Project description:Assisted reproductive therapies (ART) have become increasingly common worldwide and up to ~6% of children currently born in developed countries were conceived employing these technologies. Numerous retrospective studies have suggested that ART-conceived children are more likely to develop the overgrowth syndrome Beckwith-Wiedemann (BWS). In bovine, the use of ART can induce a similar overgrown condition, which is referred to as large offspring syndrome (LOS). Both BWS and LOS involve dysregulation of imprinted genes. However, it remains largely unknown whether aberrant gene expression and DNA methylation occur at non-imprinted loci and to what extent these molecular alterations can contribute to these syndromes. Here we examined the transcriptome of skeletal muscle, liver, kidney, and brain of control and LOS bovine fetuses and found that different LOS fetuses exhibit different severity of the transcriptome alterations and different tissues have distinct gene pathways disturbed in LOS fetuses. Particularly for skeletal muscle, multiple pathways involved in myoblast proliferation and fusion into myotubes are misregulated in LOS fetuses. Further, characterization of the methylome of skeletal muscle demonstrates numerous local methylation differences; however, global DNA methylation is comparable between all individuals regardless of bodyweight.

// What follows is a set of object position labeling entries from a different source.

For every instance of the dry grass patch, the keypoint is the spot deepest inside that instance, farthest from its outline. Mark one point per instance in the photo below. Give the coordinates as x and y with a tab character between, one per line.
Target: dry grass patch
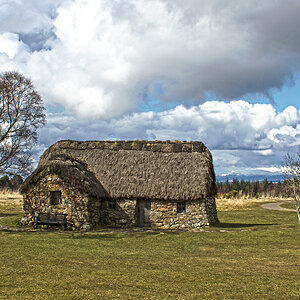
224	204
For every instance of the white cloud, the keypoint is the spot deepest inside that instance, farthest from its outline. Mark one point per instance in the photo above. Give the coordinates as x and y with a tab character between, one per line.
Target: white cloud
228	129
105	58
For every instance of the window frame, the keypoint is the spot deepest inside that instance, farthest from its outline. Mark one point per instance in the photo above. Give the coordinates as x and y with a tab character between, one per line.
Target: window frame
181	207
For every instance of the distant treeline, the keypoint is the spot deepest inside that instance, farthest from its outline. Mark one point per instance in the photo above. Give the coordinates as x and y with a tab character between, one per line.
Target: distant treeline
256	189
10	183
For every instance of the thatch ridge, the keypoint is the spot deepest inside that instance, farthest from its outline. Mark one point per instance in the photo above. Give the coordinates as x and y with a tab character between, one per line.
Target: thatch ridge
140	145
70	170
142	173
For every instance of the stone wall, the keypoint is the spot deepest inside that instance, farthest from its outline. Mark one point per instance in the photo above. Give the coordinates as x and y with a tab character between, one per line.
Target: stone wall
123	215
164	214
82	211
86	212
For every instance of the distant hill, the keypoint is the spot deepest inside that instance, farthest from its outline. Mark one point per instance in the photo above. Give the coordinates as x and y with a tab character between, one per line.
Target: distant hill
260	178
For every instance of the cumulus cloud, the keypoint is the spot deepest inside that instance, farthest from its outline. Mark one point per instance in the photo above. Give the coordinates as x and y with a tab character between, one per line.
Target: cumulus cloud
105	58
242	136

Importantly, only a small percent of differentially expressed genes (DEGs) including the imprinted gene IGF2R can be linked to the neighboring differentially methylated regions (DMRs). In summary, we not only show that misregulation of non-imprinted genes in addition to loss-of-imprinting contributes to the ART-induced overgrowth syndrome but also demonstrate that most of the aberrant gene expression is not associated with DNA methylome epimutations.